Combing through the ever-expanding data deluge 

In recent years, scientific computing has entered a new phase of development. For decades, computing advancements were rooted in the idea of Moore’s Law—a prediction by Gordon Moore that the shrinking size of transistors would make it possible to double the number of transistors on a computer chip every two years. This, he proposed in 1965, would lead to a nearly exponential increase in computing power over the decades to come. While Moore was correct for several decades, the last 10 years brought this trend to an end.

As luck would have it, however, raw computing power was also no longer what many researchers needed most. Today, solving scientific challenges is often no longer limited by processing speed, but rather by the need to efficiently transfer, analyze, and store large datasets. 

This holds true for the MIPAS researchers, who must process and analyze a decade of data tracking 36 different chemical species and temperature. The team’s work is made even more complex by the complex relationship trace gases have with one another at higher altitudes—researchers must chart the interplay of temperature, radiation, concentrations of other chemicals, and how all these characteristics influence one another. As a result, the team has to do computationally expensive non-local thermodynamic equilibrium (NLTE) calculations for these species. Water vapor alone required roughly one million core hours for these calculations, and the team had to model nine species using NLTE methods. 

While these calculations could individually be performed on more modest computing resources, they would collectively take far too long without access to HPC resources. “Earlier in the project we were just working on a local cluster to run a month of data from the upper atmosphere, where this complex NLTE is required,” said Dr. Bernd Funke, a senior researcher at IAA and collaborator on the project. “Getting results for one month of data could take almost one month of computation. Now we can run these things in two or three nights. From a scientific point of view, this quick access to the data is extremely valuable.” 

Both Kiefer and Funke indicated that HLRS computing resources—as well as the ability to store their data on HLRS’s fast and secure High-Performance Storage System—enabled the team to rapidly analyze its data. 

Next-generation experimental techniques drive need for next-generation computing 

As the researchers finish their analysis of the MIPAS dataset, they anticipate that the near future will see new mid-infrared space missions. Considering the massive datasets they expect these missions to produce, HPC centers like HLRS will continue to play a major role in hosting, processing, and analyzing the data. 
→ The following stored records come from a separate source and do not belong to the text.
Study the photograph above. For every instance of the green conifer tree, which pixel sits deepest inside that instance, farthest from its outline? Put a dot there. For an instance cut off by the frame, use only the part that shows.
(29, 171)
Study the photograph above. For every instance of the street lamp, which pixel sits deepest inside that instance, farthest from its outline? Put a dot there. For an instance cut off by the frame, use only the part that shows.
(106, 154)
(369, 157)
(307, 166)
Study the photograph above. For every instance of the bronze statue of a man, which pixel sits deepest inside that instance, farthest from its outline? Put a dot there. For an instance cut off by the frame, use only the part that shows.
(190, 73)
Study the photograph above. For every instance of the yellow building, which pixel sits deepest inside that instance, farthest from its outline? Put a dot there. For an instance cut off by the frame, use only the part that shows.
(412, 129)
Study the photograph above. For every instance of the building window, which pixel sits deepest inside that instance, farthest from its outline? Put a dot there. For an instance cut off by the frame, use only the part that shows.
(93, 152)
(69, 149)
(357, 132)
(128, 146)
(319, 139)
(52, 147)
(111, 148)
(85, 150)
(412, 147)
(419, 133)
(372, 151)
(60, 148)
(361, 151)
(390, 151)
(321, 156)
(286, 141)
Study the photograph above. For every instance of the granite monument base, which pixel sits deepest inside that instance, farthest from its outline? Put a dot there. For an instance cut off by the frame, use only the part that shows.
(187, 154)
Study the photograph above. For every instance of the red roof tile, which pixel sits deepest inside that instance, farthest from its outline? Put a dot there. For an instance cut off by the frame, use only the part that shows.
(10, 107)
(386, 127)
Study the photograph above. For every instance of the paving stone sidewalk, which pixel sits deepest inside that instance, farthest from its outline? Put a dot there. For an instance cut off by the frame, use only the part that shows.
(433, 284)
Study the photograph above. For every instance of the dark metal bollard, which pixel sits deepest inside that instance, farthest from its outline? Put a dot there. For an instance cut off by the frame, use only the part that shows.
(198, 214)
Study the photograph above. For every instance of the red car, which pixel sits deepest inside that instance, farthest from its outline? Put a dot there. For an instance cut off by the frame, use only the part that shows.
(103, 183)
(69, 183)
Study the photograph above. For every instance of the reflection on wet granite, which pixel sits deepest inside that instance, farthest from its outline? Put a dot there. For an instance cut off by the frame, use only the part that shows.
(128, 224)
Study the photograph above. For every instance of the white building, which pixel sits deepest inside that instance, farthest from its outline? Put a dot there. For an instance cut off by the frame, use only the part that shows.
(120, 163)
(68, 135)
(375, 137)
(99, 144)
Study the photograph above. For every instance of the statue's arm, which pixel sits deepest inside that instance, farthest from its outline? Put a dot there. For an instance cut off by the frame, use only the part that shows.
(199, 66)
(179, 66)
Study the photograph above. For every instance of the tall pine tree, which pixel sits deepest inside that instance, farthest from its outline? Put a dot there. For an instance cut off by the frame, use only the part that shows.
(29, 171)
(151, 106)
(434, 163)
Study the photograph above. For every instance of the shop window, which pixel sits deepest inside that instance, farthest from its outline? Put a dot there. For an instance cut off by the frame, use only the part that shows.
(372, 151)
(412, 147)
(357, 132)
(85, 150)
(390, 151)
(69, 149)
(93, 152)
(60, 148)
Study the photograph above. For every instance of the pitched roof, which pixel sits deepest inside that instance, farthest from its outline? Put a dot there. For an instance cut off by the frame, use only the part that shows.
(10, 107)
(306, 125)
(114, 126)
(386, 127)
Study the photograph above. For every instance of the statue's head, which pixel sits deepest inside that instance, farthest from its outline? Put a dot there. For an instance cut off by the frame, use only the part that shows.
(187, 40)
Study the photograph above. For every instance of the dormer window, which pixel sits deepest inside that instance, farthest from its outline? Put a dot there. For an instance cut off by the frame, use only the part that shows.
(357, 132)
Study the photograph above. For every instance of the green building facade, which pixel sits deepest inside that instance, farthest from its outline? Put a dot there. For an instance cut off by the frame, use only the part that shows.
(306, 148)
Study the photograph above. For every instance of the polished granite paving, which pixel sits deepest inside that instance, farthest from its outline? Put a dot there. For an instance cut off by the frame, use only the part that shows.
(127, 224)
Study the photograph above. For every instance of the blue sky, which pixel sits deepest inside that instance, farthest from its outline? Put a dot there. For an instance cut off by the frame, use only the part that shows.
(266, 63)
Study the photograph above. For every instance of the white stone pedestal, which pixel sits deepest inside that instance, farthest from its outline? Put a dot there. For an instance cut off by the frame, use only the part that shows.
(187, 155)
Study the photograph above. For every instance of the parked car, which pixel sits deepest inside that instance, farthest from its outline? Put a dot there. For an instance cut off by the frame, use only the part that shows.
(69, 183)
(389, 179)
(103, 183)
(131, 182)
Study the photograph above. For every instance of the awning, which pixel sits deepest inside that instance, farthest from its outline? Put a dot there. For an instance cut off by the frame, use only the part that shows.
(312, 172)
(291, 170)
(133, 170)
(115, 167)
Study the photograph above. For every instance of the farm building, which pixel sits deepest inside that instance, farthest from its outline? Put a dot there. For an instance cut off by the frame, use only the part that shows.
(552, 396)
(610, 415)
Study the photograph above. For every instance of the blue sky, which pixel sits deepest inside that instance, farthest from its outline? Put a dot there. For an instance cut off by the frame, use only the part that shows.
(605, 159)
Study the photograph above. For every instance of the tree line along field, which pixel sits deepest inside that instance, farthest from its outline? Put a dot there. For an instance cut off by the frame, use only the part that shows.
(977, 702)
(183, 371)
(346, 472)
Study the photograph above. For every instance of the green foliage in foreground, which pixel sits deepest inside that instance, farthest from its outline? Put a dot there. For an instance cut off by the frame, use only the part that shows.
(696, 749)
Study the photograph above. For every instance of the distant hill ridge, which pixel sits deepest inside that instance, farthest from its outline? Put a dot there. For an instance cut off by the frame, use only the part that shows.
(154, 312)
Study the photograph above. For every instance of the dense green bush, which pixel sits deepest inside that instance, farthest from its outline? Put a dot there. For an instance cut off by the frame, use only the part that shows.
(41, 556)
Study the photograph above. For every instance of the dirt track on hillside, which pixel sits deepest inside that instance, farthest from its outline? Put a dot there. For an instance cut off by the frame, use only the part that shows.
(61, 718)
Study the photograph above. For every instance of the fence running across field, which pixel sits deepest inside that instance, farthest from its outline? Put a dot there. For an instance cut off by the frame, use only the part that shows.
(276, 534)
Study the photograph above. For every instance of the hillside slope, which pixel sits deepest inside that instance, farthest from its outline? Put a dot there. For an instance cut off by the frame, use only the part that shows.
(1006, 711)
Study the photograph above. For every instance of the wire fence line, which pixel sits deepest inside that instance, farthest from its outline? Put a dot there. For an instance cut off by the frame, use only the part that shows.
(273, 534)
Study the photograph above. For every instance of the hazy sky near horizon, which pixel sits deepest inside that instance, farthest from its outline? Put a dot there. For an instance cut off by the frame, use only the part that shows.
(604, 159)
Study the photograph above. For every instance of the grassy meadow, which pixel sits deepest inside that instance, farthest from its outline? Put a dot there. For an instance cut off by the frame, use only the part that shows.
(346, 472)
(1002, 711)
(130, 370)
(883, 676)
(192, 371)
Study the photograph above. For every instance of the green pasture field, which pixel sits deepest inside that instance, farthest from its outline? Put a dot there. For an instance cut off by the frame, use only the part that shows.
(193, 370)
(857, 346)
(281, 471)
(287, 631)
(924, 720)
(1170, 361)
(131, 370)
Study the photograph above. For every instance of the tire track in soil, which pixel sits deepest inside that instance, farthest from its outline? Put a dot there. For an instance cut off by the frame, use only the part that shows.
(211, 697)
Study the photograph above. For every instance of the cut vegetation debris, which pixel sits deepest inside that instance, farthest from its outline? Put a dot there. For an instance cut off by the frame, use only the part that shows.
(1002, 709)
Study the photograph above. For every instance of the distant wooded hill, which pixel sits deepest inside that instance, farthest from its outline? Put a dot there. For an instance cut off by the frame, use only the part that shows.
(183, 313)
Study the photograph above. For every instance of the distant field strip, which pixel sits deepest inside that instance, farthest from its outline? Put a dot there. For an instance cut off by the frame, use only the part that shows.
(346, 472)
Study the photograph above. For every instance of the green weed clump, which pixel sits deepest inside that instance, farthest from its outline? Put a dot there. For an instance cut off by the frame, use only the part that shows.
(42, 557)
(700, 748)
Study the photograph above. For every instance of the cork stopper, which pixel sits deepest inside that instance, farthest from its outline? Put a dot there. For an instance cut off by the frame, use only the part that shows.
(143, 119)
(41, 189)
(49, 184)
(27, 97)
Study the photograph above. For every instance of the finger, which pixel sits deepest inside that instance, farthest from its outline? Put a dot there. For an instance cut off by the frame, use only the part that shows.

Future missions such as the Earth Explorer candidate mission CAIRT, recently selected by ESA for pre-feasibility studies, will use imaging methods, which increase the number of measurements per orbit and add two additional dimensions to the data. This will not only give researchers an even more detailed view of atmospheric composition and processes, but also greatly increase the complexity and volume of data analysis that will be required. The researchers estimate that one of the projected instruments could result in up to a 1,000-fold increase in datapoints gathered. 

The team also indicated that HLRS was quick to embrace their relatively “non-traditional” need for supercomputing resources. The current pivot across the sciences to even more data-centric HPC applications underscored the need for HPC centers to provide a suite of tools in the realms of data storage and management. 

The entire MIPAS data set of chemical species in the atmosphere can be accessed at https://www.imk-asf.kit.edu/english/308.php 

-Eric Gedenk  

Funding for Hazel Hen was provided by Baden-Württemberg Ministry for Science, Research, and the Arts and the German Federal Ministry of Education and Research through the Gauss Centre for Supercomputing (GCS).